Coalition Crisis Over Tree Planting Not Over Yet

YERUSHALAYIM
Israeli security forces advance during a protest by Bedouins against forestation at the Negev desert village of Sawe al-Atrash, southern Israel, Wednesday. (REUTERS/Ammar Awad)

The contentious tree planting in a Bedouin area of the Negev came to an end on Wednesday evening, and along with it the coalition crisis it precipitated, at least for the time being.

Although the KKL-JNF said that the work was scheduled for completion on Wednesday in any case, right-wing critics denounced the departure of the bulldozers as a “surrender to terror,” according to The Times of Israel.

Welfare Minister Meir Cohen, who holds the government portfolio on the legalization of Bedouin villages, said that Ra’am and its coalition partners agreed to hold negotiations starting Thursday to reach a permanent resolution of the issue.

Thus, the most serious coalition rupture to date was put on pause.

Earlier on Wednesday, a temporary halt to tree-planting in the Negev ahead of Tu B’Shevat gave the coalition a chance to catch its breath, but the crisis wasn’t over.

Officials from the Ra’am party, which had stopped voting with the coalition until planting was stopped, were expected to join talks brokered by Welfare Minister Meir Cohen sometime on Wednesday.

But until an agreement is reached that will satisfy them, they remain non-voting members of the coalition. It remains to be seen whether they will accept anything less than a permanent stoppage of tree planting in Bedouin areas, which is what they have demanded.
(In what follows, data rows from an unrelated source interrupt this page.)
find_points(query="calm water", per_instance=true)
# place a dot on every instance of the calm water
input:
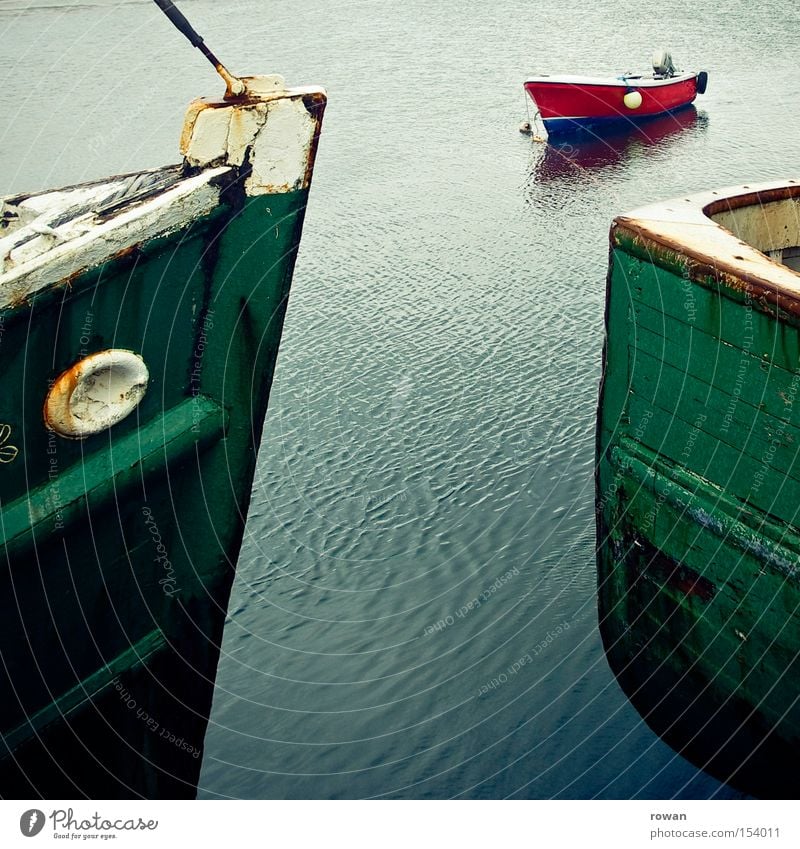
(429, 446)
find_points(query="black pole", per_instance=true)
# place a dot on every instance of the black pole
(234, 85)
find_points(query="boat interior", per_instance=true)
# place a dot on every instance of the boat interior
(768, 221)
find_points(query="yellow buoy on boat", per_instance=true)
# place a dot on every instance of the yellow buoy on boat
(632, 99)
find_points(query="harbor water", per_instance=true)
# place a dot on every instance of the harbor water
(414, 614)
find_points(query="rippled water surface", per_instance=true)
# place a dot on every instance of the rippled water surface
(414, 613)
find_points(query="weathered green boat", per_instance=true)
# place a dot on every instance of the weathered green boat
(140, 319)
(698, 478)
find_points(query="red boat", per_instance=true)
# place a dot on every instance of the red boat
(570, 103)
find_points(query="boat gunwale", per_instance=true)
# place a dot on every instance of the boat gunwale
(621, 81)
(679, 234)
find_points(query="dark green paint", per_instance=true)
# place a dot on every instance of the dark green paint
(120, 549)
(698, 507)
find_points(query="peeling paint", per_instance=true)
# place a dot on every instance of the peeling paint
(272, 126)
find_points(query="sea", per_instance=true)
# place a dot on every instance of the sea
(414, 613)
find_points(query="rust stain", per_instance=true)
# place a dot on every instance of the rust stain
(672, 252)
(315, 106)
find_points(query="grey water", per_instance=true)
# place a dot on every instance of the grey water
(414, 611)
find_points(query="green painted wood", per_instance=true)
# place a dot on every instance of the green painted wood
(698, 507)
(87, 690)
(151, 513)
(54, 507)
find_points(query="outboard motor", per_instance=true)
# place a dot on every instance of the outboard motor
(662, 64)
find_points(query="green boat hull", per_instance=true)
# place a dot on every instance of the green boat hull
(120, 548)
(698, 493)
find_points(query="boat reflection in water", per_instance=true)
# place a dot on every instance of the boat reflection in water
(587, 152)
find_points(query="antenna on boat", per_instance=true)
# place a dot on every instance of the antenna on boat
(234, 86)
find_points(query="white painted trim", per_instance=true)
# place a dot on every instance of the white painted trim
(616, 82)
(684, 221)
(171, 210)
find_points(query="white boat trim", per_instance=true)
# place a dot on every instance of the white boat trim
(707, 242)
(78, 251)
(622, 81)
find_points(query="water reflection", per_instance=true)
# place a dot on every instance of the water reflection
(588, 152)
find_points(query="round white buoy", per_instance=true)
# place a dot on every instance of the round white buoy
(632, 99)
(96, 393)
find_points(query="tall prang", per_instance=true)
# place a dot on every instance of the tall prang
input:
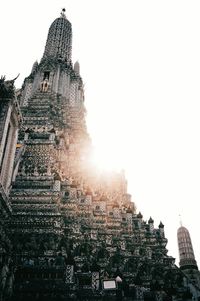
(75, 233)
(187, 263)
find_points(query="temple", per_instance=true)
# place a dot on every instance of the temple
(67, 232)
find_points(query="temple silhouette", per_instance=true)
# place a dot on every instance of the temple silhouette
(68, 232)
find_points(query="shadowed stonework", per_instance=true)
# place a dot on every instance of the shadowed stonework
(68, 232)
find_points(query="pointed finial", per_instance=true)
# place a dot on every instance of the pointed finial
(180, 220)
(63, 13)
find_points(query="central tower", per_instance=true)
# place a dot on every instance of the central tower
(59, 40)
(72, 229)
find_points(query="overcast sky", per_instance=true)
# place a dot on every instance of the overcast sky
(140, 62)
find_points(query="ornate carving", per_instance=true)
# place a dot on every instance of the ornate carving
(7, 89)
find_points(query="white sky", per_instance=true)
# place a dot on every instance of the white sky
(140, 62)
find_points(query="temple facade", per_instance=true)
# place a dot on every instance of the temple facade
(72, 234)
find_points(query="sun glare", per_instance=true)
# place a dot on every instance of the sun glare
(105, 159)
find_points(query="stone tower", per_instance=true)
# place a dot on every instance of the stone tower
(187, 263)
(75, 234)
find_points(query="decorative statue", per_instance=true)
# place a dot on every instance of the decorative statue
(3, 278)
(45, 85)
(7, 89)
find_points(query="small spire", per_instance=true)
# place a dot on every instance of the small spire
(63, 13)
(180, 220)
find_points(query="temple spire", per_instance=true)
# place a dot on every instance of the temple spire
(62, 14)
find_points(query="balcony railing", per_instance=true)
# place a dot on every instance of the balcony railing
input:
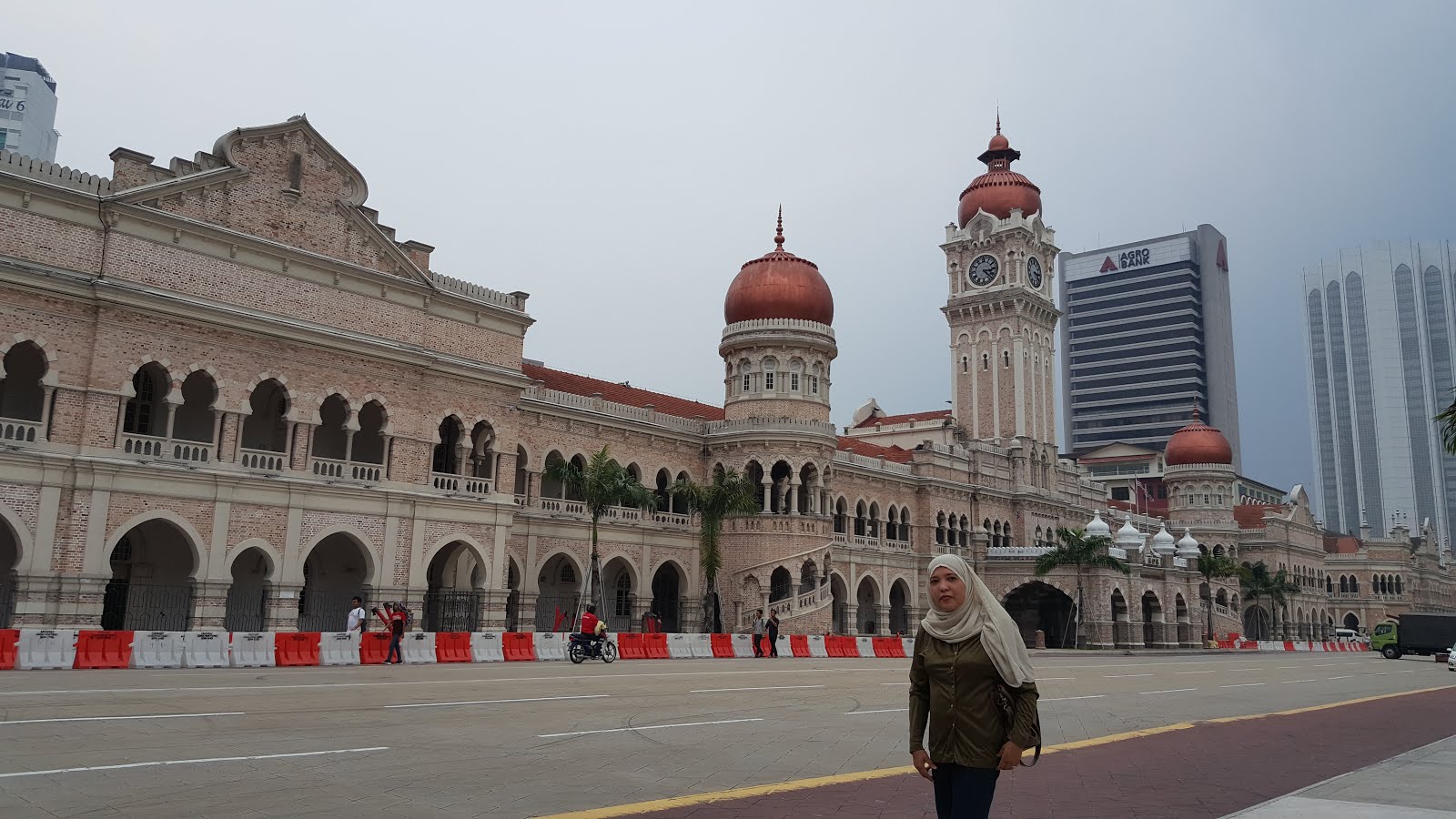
(21, 431)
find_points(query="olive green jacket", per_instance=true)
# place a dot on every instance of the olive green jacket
(953, 690)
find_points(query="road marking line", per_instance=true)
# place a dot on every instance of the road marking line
(905, 770)
(135, 717)
(16, 774)
(768, 688)
(652, 727)
(497, 702)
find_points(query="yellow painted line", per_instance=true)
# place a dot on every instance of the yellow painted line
(883, 773)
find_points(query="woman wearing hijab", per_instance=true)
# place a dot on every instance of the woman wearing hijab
(967, 646)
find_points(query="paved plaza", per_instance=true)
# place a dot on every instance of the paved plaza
(539, 739)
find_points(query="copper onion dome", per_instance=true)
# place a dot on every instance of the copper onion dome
(779, 286)
(1198, 443)
(1001, 188)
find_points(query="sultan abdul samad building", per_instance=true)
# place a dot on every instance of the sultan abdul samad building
(233, 398)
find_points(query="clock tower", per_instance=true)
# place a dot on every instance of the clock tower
(999, 259)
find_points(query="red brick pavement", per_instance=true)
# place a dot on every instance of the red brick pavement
(1205, 771)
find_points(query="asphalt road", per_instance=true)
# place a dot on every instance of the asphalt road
(535, 739)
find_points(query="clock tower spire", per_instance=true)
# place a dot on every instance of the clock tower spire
(997, 259)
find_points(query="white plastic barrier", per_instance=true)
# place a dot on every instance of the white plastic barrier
(679, 646)
(485, 647)
(419, 647)
(157, 649)
(46, 649)
(339, 649)
(550, 646)
(204, 651)
(254, 649)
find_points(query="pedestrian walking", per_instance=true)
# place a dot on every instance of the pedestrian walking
(972, 682)
(359, 620)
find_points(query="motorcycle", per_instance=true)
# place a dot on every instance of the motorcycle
(582, 649)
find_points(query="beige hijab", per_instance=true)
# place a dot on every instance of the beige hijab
(983, 615)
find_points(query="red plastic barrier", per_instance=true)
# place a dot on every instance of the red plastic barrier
(102, 651)
(373, 647)
(519, 646)
(296, 647)
(9, 647)
(451, 646)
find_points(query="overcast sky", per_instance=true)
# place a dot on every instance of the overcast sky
(621, 160)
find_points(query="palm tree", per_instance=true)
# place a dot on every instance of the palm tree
(1259, 581)
(1081, 551)
(602, 484)
(727, 496)
(1213, 567)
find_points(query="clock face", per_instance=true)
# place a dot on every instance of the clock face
(983, 270)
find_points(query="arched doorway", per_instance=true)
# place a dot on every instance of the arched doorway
(1040, 606)
(900, 608)
(560, 583)
(866, 617)
(247, 608)
(841, 603)
(335, 570)
(150, 589)
(667, 589)
(1152, 620)
(451, 589)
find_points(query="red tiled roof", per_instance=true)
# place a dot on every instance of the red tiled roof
(622, 394)
(892, 420)
(874, 450)
(1251, 515)
(1341, 544)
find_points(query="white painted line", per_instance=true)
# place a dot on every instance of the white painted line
(766, 688)
(652, 727)
(106, 719)
(16, 774)
(499, 702)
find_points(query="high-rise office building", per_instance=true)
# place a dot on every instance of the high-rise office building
(26, 108)
(1148, 336)
(1380, 321)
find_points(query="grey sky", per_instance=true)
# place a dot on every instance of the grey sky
(622, 160)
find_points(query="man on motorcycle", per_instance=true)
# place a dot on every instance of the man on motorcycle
(593, 630)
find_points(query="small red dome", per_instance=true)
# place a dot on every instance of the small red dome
(1001, 189)
(779, 286)
(1198, 443)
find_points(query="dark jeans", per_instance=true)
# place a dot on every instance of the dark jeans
(965, 793)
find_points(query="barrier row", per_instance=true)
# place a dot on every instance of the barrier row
(95, 649)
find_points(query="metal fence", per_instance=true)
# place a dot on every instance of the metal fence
(147, 606)
(448, 610)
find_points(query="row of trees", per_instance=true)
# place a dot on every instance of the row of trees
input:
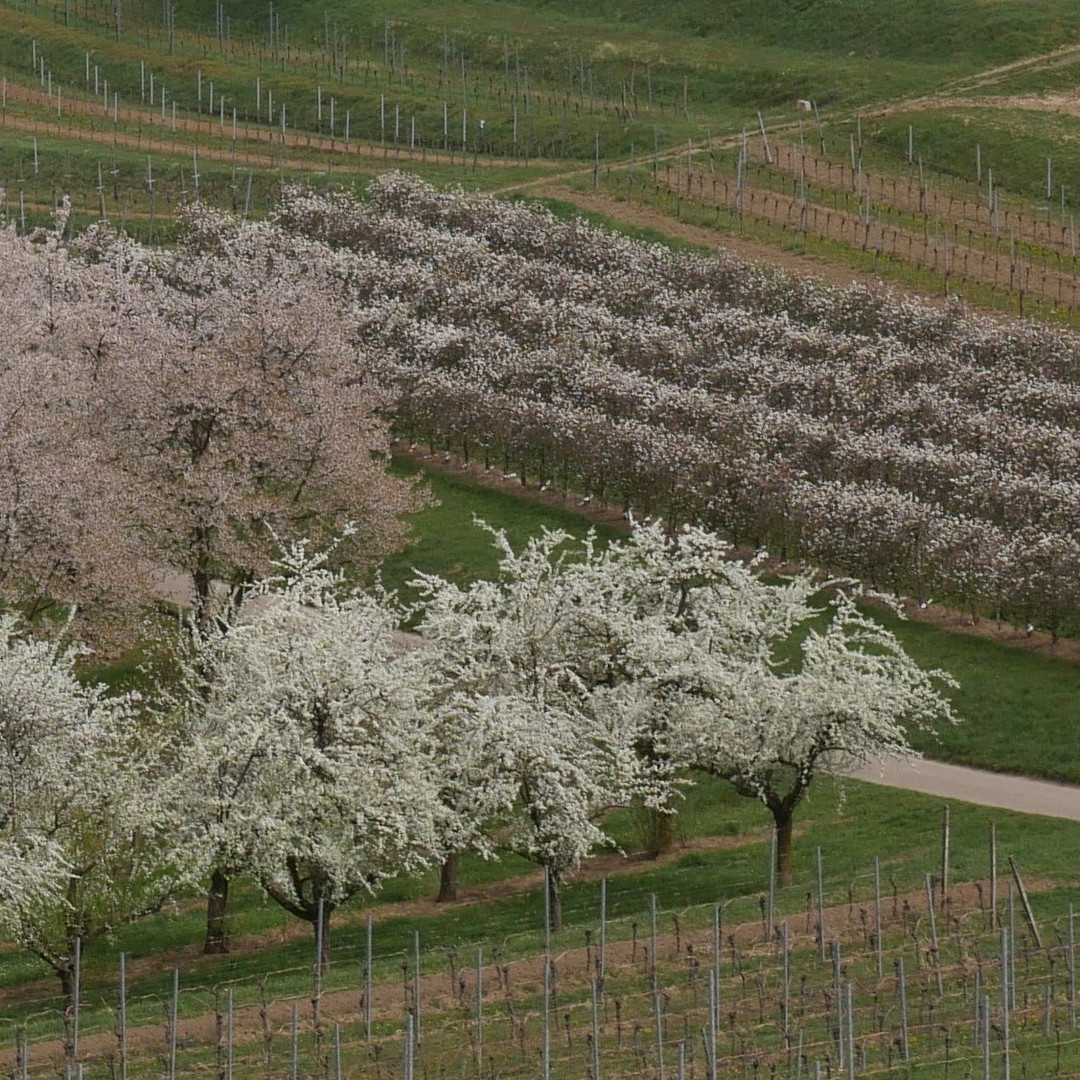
(173, 410)
(927, 449)
(304, 744)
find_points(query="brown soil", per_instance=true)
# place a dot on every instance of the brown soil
(848, 922)
(935, 613)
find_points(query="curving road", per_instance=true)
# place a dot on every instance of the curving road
(929, 778)
(976, 785)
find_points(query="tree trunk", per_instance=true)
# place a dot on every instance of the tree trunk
(66, 975)
(217, 898)
(783, 818)
(448, 879)
(554, 900)
(324, 955)
(661, 832)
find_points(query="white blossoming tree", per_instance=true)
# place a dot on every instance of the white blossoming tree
(310, 764)
(561, 746)
(755, 682)
(85, 822)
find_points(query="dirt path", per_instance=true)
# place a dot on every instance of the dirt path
(959, 782)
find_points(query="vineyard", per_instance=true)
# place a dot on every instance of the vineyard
(945, 237)
(922, 448)
(853, 972)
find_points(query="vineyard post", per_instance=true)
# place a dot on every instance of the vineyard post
(652, 940)
(772, 885)
(122, 1018)
(945, 831)
(318, 995)
(821, 904)
(994, 845)
(22, 1053)
(877, 913)
(659, 1017)
(228, 1038)
(416, 985)
(596, 1033)
(786, 983)
(1012, 948)
(716, 964)
(713, 1007)
(903, 1007)
(976, 1023)
(173, 1014)
(545, 1042)
(851, 1034)
(480, 1013)
(545, 1037)
(77, 982)
(1004, 1002)
(1028, 914)
(603, 952)
(838, 991)
(294, 1070)
(1072, 972)
(367, 983)
(930, 912)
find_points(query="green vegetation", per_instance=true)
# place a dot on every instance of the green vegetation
(1017, 707)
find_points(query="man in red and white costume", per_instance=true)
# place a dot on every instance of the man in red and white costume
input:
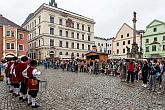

At the peak of the controversy Wednesday morning, Ra’am MK Mazen Ghanaim declared that he no longer saw himself as part of the 61-member coalition, thereby jeopardizing its existence.

 

“From today, I am against this government until it stops all planting activities,” Ghanaim wrote online. “It does not make sense to allow this government to continue while they are trying to stop us from living with honor on our land.”

 

Another Ra’am MK, Waleed Taha, also threatened to resign from the coalition over the planting.

Reports said all heavy machinery involved in the forestation program would be removed from the area while the discussions were held.

In response, Yamina MK Nir Orbach left the Knesset and refused to return until his Ra’am colleagues resume voting with the coalition, Channel 12 reported. Ra’am MKs boycotted Wednesday’s plenum votes.

Knesset Speaker Mickey Levy sought to downplay the crisis, telling Ynet that “there will be ups and downs, there is a natural disagreement on certain issues.”

Ra’am MK Walid Taha, denounced the tree plantings on Wednesday and said a solution needed to be found.

“What is required of us is to exhaust all the existing methods and tools in order to stop the plantings and prevent this crazy policy from happening again in the coming year,” he told Ynet.

The controversy over the planting began a few weeks ago, when KKL-JNF began foresting in a region settled by Bedouin from the al-Atrash tribe. A local Bedouin municipal official estimated that thousands of people live on the ground intended for foresting and were in danger of expulsion as the planting continued.

The government has determined that the land is publicly owned, but the local Bedouin residents claim it is theirs.

Eleven people were arrested Wednesday morning in a second day of clashes with police.